Kayihura also said the training had been changed to include more practical policing on the streets. Unfortunately, some of the recruits carry guns with live ammunition – a perfect recipe for disaster, according to observers.

“This training is specifically to intimidate the opposition supporters,” says Margaret Wokuri who heads the IPC Communications Bureau.

All crime preventers The Independent spoke to said they were recruited by their village Local Council leaders who are really functionaries of the NRM party. They said they were first taken for Chaka Mchaka, the para-military training offered in NRM institutions. They also said they were given yellow T-shirts, the NRM colour, during training.

But that they later had to fork-out Shs 10,000 to buy crime preventers T-shirt after they were deployed at a police station. “The police is a non-partisan job,” they were reportedly told. That is little consolation for the opposition. After all, what difference does changing the colour of a T-shirt matter to a force with a mission?

Apparently, the police’s plan is to deploy this force at rallies to ensure calm and resolve basic offenses. Riots and arrests are to be handled by the actual police.
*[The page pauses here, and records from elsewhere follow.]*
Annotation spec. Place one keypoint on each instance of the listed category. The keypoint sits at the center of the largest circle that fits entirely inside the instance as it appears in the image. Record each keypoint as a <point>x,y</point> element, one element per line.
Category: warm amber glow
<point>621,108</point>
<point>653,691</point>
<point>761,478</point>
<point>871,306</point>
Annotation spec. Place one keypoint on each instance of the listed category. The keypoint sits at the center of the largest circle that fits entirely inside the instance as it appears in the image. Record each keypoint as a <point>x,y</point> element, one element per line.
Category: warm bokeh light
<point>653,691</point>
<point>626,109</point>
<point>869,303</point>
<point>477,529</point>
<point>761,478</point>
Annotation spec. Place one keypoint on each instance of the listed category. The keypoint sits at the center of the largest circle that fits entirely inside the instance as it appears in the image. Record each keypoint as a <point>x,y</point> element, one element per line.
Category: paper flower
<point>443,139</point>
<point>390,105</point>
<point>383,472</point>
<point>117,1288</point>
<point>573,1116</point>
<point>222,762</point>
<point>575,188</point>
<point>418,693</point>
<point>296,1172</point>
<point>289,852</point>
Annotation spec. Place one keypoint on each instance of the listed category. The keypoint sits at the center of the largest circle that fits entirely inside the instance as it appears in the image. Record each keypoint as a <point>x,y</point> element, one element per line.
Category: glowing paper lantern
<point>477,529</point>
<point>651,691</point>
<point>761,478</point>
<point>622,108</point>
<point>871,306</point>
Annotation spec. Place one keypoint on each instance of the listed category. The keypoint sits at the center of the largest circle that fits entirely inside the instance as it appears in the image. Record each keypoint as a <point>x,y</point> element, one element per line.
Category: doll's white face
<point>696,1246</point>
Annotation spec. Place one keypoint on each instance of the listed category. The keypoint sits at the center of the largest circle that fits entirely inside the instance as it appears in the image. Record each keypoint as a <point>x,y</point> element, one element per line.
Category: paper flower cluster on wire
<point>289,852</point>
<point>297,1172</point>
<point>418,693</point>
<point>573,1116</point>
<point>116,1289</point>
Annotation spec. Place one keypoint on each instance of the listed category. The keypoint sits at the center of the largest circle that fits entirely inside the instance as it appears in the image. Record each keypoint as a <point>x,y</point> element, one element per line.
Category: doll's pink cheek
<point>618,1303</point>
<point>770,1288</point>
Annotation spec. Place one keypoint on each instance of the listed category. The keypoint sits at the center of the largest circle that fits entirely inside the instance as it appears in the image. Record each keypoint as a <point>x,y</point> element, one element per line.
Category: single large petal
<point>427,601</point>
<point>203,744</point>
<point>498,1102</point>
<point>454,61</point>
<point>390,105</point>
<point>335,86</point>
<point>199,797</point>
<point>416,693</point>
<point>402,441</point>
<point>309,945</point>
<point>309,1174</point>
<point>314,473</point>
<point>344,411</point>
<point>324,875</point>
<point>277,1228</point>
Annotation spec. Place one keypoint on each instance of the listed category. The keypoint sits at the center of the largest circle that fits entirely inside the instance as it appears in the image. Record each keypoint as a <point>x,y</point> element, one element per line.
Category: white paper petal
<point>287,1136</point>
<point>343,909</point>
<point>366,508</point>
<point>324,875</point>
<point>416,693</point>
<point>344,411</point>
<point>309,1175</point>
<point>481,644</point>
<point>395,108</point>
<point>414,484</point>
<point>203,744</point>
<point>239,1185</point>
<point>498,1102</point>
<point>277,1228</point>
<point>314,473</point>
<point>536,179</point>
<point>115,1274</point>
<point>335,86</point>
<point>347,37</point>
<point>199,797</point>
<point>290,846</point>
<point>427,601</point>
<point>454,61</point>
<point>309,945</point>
But these people worry the opposition. Wokuri says that even if these were really crime preventers, they can cause problems after the elections.

She likened these crime preventers to the Mungiki, in Kenya whom she said were recruited by politicians for election reasons but that they later became criminals threatening the peace of Kenyans.

She explained that it was not reasonable that the police recruit and train jobless youth because if they failed to earn what they wanted they would use the skills given to them to turn against the public they should be defending.

Alice Alaso, the Soroti woman MP and FDC Secretary General said her party had credible information that the over 100 crime preventers per police station would cause chaos so that the police can start shooting to make way for ballot stuffing. She said the so-called crime preventers were already beating up opposition supporters in Serere and Kumi districts.

It is, therefore, no secret that the police is carrying out massive recruitment of mainly youth as so-called crime preventers. Kayihura has been on tours across the country overseeing the exercise and says each village requires about 100 of them.

“Crime preventers have been there,” he told The Independent, “We are merely increasing the numbers. These are human CCTVs. In Britain you have over one million CCTV cameras but in addition they have neigbourhood watch.”

He denied that recruitment was based on loyalty to President Museveni’s NRM party and that the training involves plans on how to harass opposition candidates and supporters.

“We sensitise them about likely threats, methods of detection of crimes, and how to maintain discipline,” Kayihura said, “even with ISO and ESO, the police cannot be everywhere.”

But Bishop Zac Niringiye, the highly respected Chairperson of the Interreligious Council Taskforce for Peace and Conflict Transformation said there was no transparency in the recruitment and deployment was making the process suspicious.

He said they had evidence they are willing to share with the police and the Electoral Commission that it is the Resident District Commissioners (RDCs) involved in the recruitment process. The RDCs are representatives of the President and have often been accused of intimidating and sabotaging the opposition in their respective districts.

Niringiye added that recruitment for crime preventers was also being done alongside the recruitment of people going to Kyankwanzi to train for the NRM’s Prosperity for All programme.

“This noble arrangement can be abused by political actors,” Niringiye told Kayihura at Protea hotel where the EC had arranged a meeting to update political parties, civil society and donors on security arrangements for the elections.